ここ最近、SSM(AWS Systems Manager)を使用して EC2 インスタンスに接続する機会が増えてきたので、その手順をまとめたいと思います。SSM を使用することで、踏み台サーバを必要とせず、また、接続のために所定のポートを開放しなくてもよくなります。 今回は、プライベートサブネットにある EC2 インスタンス(Windows Server)に接続します。
はじめに
この記事は、基本的には本文で述べられている設定通りに進められる想定で書いていますが、既にお持ちのリソース(VPCやサブネットなど)を使用することも可能です。その場合は、設定値などを適宜読み替えてください。
前提条件
接続のために必要な条件や、今回の作業に関して前提とする項目を以下に記載します。インストールや設定が必要なものについては、該当リンク先を参照ください。
クライアント(接続元 PC)
- AWS CLI のインストール(バージョンは 1.16.12 以上)
- SSM 接続に必要な権限を持つクレデンシャルを設定済み(検証目的であれば、AmazonSSMFullAccess ポリシーに相当する権限を含む IAM ユーザで問題ないと思います。
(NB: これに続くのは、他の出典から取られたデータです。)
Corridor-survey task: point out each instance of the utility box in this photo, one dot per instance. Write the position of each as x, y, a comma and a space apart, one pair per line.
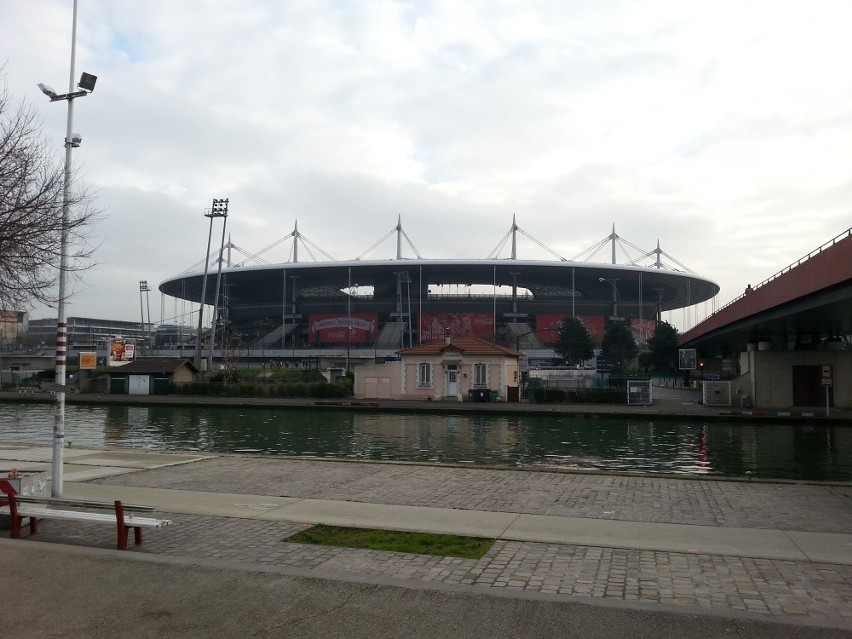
639, 392
480, 394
また、コンソールで作業を行う IAM ユーザと同一で問題ありません)
- Session Manager plugin のインストール
- RDP クライアントが使用可能
サーバ
- SSM Agent のインストール(バージョンは 2.3.672.0 以上)
- EC2 インスタンスに SSM を実行するのに必要な IAM ロールがアタッチされている(ロールの権限については、IAM ロールの作成で少し触れます)
その他
- リソースの作成はコンソール画面で行う
- AWS リソースは東京リージョン(ap-northeast-1)に作成
- クライアント PC の OS は Windows 10
- 接続対象サーバは Windows Server 2019
- 接続対象サーバはプライベートサブネットにある
なお、AWS が用意している AMI から作成したインスタンスの中には、SSM Agent が予めインストールされているものもあります。今回の Windows Server もその一つです。したがって、SSM Agent のインストール作業は不要になります。該当する AMI については、以下のリンクを参照ください。(このリンクは、上の SSM Agent のインストールのリンクと同じです。)
システム構成
この記事では、以下のシステム構成を扱います。
インスタンスの SSM Agent と SSM API との通信経路を用意する必要があります。プライベートサブネットの場合は、NAT ゲートウェイを使用することもできますが、今回は VPC エンドポイントを使用する方針で進めます。
手順
以下の手順では、一部省略されたものがあります。これらについては、該当箇所で参考になると思われる過去の記事へのリンクを載せますので、必要であればご参照ください*1。
VPC、サブネットの作成
詳細な手順は省略しますが、以下の設定で作成します。作成方法については、必要であれば以下の記事を参照してください。
リソース | 名前 | CIDR | 備考 |
---|---|---|---|
VPC | demo-vpc | 10.0.0.0/24 | |
サブネット | demo-private | 10.0.0.32/28 | プライベートサブネット。demo-vpc 内に作成 |
プライベート DNS の有効化
VPC の「DNS ホスト名」と「DNS 解決」を有効にしておく必要があります。
VPC コンソール画面で、画面左側の「VPC」を選択します。使用する VPC(ここでは demo-vpc
)にチェックを入れ、「詳細」タブを選択します。このとき、「DNS ホスト名」と「DNS 解決」が有効になっているかどうかを確認します。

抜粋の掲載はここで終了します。